Рузя расшнуровала, наконец, корсет и громко, с облегчением вздохнула.
- Так мне эти кости в тело впиваются, - начала она, - что иногда не могу выдержать… Все мужчины такие…
- Какие - такие? Что ты вздор мелешь?
- Обманщики! А отец лучше был? Бросил же он Кристину… Может, и кузен Карольцю…
- Что ты понимаешь? - крикнула мать. - Хамка - это одно дело, а шляхетское дитя - другое. Посмел бы он обмануть Карольцю и бросить!..
Страшная тревога, но не о Карольце, вдруг охватила ее.
- Где отец? - крикнула она.
- Откуда я знаю! - ответила Рузя, занятая развязыванием шнурков от турнюра.
- Слышишь, что я сказала? Сейчас же иди и посмотри, где отец…
А когда Рузя, придерживая обеими руками развязанную нижнюю юбку, выпрямилась и с безразличным видом, надув губы, собиралась уже отойти к печке, материнский кулак с глухим стуком опустился на ее белые пухлые плечи.
- Ступай сейчас, раз я тебе говорю…
Рузя повернулась и побежала, причем так быстро, что турнюр упал под ноги матери. Не обратив внимания на потерю этой части своего туалета, Рузя выскочила из комнаты на крыльцо и увидела красный огонек фонаря, мигавший то здесь, то там среди усадебных построек.
Она вернулась в дом и, не заходя уже в спальню родителей, с порога девичьей комнатки, чрезвычайно тесной, грязной и захламленной, крикнула:
- Отец обходит с фонарем службы!
Сообщение Рузи, видимо, успокоило пани Бахревич, и минуту спустя она спросила:
- А где Карольця?
- Почем я знаю?

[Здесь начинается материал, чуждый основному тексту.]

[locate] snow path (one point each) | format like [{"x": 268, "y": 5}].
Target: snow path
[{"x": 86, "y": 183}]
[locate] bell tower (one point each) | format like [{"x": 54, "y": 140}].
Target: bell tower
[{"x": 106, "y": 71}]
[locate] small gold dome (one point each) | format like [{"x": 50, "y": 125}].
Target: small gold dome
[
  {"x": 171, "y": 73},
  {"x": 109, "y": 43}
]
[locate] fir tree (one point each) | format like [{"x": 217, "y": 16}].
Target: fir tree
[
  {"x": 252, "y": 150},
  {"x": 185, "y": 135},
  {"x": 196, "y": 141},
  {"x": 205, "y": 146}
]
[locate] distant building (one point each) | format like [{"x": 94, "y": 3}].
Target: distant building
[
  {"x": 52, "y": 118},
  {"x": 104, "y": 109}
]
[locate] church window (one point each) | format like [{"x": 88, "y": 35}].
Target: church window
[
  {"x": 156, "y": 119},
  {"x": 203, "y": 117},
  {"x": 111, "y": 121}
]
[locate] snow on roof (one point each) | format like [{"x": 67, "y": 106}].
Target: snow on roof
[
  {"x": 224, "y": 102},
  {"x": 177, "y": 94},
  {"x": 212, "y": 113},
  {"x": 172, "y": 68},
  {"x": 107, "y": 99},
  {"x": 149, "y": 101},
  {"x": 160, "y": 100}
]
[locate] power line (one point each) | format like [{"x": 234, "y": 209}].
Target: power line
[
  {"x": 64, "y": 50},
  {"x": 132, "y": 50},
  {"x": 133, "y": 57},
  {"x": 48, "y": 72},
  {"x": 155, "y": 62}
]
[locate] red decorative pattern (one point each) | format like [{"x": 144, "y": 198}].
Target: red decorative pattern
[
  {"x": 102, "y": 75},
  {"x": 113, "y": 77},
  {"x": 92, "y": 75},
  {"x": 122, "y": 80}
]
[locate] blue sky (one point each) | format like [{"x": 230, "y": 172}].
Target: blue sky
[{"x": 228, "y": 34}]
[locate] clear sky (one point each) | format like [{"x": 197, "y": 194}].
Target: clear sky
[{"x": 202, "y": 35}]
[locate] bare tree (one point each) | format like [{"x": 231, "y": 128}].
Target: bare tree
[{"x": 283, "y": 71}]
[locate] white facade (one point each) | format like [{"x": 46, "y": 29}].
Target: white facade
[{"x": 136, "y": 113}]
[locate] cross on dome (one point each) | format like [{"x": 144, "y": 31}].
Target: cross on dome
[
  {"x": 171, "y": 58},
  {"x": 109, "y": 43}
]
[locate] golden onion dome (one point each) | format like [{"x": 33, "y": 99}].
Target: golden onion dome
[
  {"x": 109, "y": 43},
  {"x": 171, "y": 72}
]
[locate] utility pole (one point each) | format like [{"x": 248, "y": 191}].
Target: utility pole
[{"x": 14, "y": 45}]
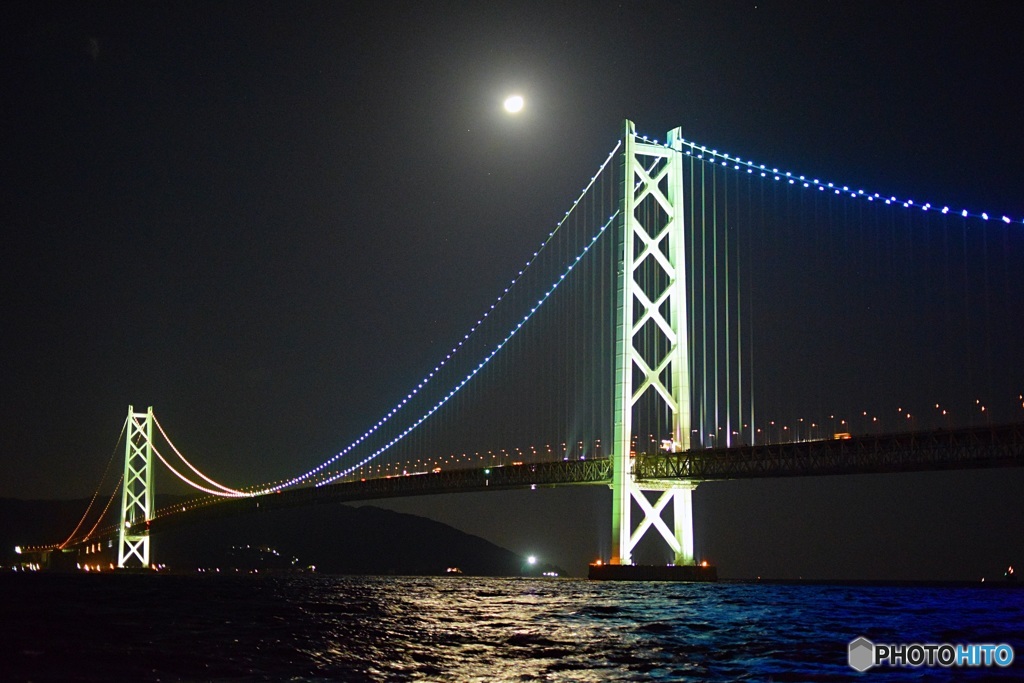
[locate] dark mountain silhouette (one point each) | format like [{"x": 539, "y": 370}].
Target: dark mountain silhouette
[{"x": 335, "y": 539}]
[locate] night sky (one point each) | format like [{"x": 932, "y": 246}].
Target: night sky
[{"x": 264, "y": 218}]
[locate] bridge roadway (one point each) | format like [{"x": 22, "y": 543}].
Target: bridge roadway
[{"x": 910, "y": 452}]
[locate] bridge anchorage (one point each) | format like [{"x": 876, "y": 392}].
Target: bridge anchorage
[{"x": 651, "y": 368}]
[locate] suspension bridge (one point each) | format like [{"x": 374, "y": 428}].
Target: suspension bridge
[{"x": 693, "y": 316}]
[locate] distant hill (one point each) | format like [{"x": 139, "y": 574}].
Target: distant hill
[{"x": 336, "y": 539}]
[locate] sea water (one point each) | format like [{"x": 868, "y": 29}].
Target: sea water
[{"x": 321, "y": 628}]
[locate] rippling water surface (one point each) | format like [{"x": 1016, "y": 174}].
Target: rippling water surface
[{"x": 314, "y": 628}]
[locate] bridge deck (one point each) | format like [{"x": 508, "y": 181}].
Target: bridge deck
[{"x": 912, "y": 452}]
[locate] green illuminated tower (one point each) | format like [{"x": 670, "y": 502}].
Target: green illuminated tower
[
  {"x": 137, "y": 498},
  {"x": 651, "y": 351}
]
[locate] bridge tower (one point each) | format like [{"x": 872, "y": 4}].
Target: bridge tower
[
  {"x": 137, "y": 500},
  {"x": 651, "y": 342}
]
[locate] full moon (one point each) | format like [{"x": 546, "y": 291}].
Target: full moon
[{"x": 513, "y": 103}]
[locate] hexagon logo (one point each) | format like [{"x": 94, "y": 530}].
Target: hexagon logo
[{"x": 861, "y": 653}]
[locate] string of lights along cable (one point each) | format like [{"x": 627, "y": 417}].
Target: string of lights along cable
[{"x": 774, "y": 261}]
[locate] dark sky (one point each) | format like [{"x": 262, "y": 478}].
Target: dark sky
[{"x": 262, "y": 218}]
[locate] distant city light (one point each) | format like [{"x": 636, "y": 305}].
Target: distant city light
[{"x": 514, "y": 103}]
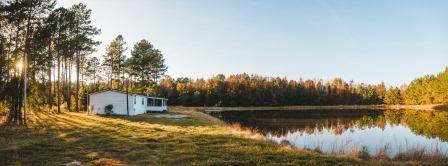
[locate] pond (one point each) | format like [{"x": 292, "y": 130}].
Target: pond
[{"x": 341, "y": 131}]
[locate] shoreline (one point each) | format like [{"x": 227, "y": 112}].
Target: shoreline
[{"x": 436, "y": 107}]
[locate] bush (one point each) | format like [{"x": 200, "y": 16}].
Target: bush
[{"x": 108, "y": 109}]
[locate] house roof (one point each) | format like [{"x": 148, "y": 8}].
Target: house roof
[{"x": 123, "y": 92}]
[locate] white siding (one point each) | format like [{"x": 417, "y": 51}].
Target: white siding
[
  {"x": 138, "y": 104},
  {"x": 139, "y": 108},
  {"x": 100, "y": 100}
]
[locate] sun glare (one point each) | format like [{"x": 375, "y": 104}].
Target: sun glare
[{"x": 19, "y": 65}]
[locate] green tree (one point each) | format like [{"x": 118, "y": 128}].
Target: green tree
[
  {"x": 393, "y": 96},
  {"x": 146, "y": 63},
  {"x": 115, "y": 58}
]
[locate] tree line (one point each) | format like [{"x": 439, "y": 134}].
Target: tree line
[{"x": 52, "y": 49}]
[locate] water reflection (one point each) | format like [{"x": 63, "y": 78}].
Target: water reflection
[{"x": 336, "y": 131}]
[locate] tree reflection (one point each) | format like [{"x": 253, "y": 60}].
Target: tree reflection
[{"x": 431, "y": 124}]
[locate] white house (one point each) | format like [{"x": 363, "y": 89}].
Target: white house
[{"x": 135, "y": 104}]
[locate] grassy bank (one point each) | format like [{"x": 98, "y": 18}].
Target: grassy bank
[
  {"x": 332, "y": 107},
  {"x": 78, "y": 138}
]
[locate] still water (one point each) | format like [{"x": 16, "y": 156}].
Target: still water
[{"x": 338, "y": 131}]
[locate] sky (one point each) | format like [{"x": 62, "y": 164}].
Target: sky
[{"x": 390, "y": 41}]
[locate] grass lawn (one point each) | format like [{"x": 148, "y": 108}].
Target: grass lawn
[{"x": 58, "y": 139}]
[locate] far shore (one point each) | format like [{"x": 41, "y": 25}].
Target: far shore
[{"x": 335, "y": 107}]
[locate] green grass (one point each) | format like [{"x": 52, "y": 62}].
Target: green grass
[{"x": 58, "y": 139}]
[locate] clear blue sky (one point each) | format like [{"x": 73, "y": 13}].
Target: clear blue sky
[{"x": 393, "y": 41}]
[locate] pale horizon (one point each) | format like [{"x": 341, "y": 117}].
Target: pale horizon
[{"x": 368, "y": 42}]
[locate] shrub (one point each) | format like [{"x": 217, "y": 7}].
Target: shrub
[{"x": 108, "y": 109}]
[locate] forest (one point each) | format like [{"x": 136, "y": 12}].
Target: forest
[{"x": 50, "y": 50}]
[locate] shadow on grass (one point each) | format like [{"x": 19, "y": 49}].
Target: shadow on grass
[
  {"x": 150, "y": 118},
  {"x": 441, "y": 107}
]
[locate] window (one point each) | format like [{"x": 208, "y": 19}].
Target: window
[{"x": 150, "y": 102}]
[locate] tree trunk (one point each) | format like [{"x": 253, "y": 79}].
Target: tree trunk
[
  {"x": 77, "y": 84},
  {"x": 50, "y": 64}
]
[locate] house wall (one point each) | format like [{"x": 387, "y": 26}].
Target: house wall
[
  {"x": 98, "y": 101},
  {"x": 139, "y": 107}
]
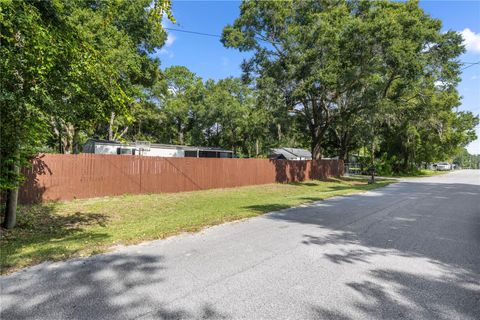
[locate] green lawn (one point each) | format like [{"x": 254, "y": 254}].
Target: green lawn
[
  {"x": 61, "y": 230},
  {"x": 418, "y": 173}
]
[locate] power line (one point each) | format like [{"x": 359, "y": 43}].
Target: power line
[
  {"x": 470, "y": 64},
  {"x": 195, "y": 32}
]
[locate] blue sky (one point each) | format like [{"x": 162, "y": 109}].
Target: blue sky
[{"x": 207, "y": 57}]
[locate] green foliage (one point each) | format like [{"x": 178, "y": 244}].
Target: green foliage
[{"x": 67, "y": 66}]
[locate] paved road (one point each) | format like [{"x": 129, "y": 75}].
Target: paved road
[{"x": 408, "y": 251}]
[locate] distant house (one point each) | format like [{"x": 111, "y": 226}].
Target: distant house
[
  {"x": 290, "y": 154},
  {"x": 153, "y": 149}
]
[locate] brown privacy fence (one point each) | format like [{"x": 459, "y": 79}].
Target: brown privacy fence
[{"x": 66, "y": 177}]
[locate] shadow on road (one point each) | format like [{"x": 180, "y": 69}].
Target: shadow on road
[
  {"x": 430, "y": 233},
  {"x": 106, "y": 287}
]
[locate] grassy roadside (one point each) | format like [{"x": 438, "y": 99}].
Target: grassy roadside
[
  {"x": 58, "y": 231},
  {"x": 418, "y": 173}
]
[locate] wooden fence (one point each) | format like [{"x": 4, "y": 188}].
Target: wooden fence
[{"x": 65, "y": 177}]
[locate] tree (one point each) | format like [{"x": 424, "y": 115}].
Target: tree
[
  {"x": 61, "y": 68},
  {"x": 334, "y": 60}
]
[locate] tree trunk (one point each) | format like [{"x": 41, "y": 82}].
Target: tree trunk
[
  {"x": 316, "y": 135},
  {"x": 11, "y": 205},
  {"x": 110, "y": 126},
  {"x": 76, "y": 142},
  {"x": 316, "y": 150},
  {"x": 373, "y": 160}
]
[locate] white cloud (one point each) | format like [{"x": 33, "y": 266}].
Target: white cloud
[
  {"x": 225, "y": 61},
  {"x": 471, "y": 40}
]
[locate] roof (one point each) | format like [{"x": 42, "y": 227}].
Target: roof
[
  {"x": 180, "y": 147},
  {"x": 161, "y": 146},
  {"x": 292, "y": 153}
]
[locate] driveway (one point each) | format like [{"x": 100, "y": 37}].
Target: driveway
[{"x": 407, "y": 251}]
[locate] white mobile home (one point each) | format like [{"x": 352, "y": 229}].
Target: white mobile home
[{"x": 153, "y": 150}]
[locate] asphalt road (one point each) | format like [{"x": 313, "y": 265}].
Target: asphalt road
[{"x": 407, "y": 251}]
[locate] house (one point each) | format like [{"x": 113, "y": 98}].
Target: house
[
  {"x": 98, "y": 146},
  {"x": 290, "y": 154}
]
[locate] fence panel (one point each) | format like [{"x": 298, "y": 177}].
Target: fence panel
[{"x": 65, "y": 177}]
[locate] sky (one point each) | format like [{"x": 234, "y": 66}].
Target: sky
[{"x": 208, "y": 58}]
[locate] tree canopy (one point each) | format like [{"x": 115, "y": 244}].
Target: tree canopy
[{"x": 377, "y": 79}]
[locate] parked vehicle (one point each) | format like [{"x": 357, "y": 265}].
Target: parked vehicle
[{"x": 444, "y": 166}]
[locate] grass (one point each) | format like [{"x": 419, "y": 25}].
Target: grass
[
  {"x": 57, "y": 231},
  {"x": 418, "y": 173}
]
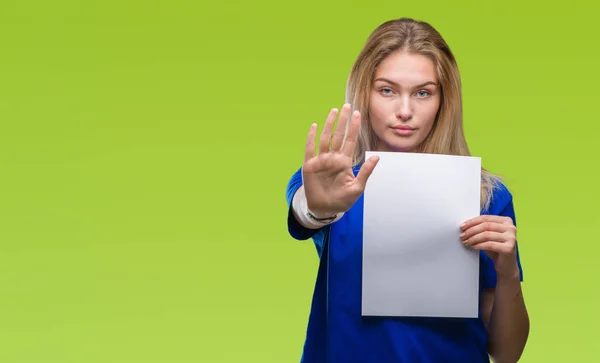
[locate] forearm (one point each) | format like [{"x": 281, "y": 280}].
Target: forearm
[
  {"x": 300, "y": 211},
  {"x": 508, "y": 327}
]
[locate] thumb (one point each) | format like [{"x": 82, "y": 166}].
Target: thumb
[{"x": 366, "y": 170}]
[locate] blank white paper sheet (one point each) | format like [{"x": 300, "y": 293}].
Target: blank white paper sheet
[{"x": 414, "y": 262}]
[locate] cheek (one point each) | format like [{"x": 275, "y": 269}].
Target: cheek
[
  {"x": 429, "y": 112},
  {"x": 378, "y": 111}
]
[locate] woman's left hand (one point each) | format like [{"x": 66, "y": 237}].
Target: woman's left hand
[{"x": 497, "y": 236}]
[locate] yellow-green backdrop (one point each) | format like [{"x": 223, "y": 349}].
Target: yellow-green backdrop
[{"x": 145, "y": 148}]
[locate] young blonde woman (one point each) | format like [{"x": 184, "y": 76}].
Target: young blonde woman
[{"x": 403, "y": 94}]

Может, пошла погулять с кузеном, - сердито ответила Рузя.
Пани Бахревич ничего не сказала, только громко засопела. Успокоившись за мужа, она стала тревожиться о дочери. Может быть, она обдумывала, как ей поступить. Однако, ничего не предприняв, укрылась одеялами и еще раз обратилась к Рузе:
- Смотри не забудь напомнить мне во вторник насчет постного обеда. Будем все поститься девять вторников, до святого Антония, чтобы он помог Карольце.
Несколько минут не было ответа. Видимо, Рузя собиралась с духом. Наконец она сердитым голосом сказала:
- Мама, если кузен по-настоящему любит Карольку, то он женится на ней и без святого Антония, а если только голову ей кружит, то и сам дьявол не поможет.
- Дура! Счастье твое, что я уже легла, а то так бы отлупила… Когда Каролька вернется, скажи, чтобы зашла ко мне. Я ее немного уму-разуму поучу.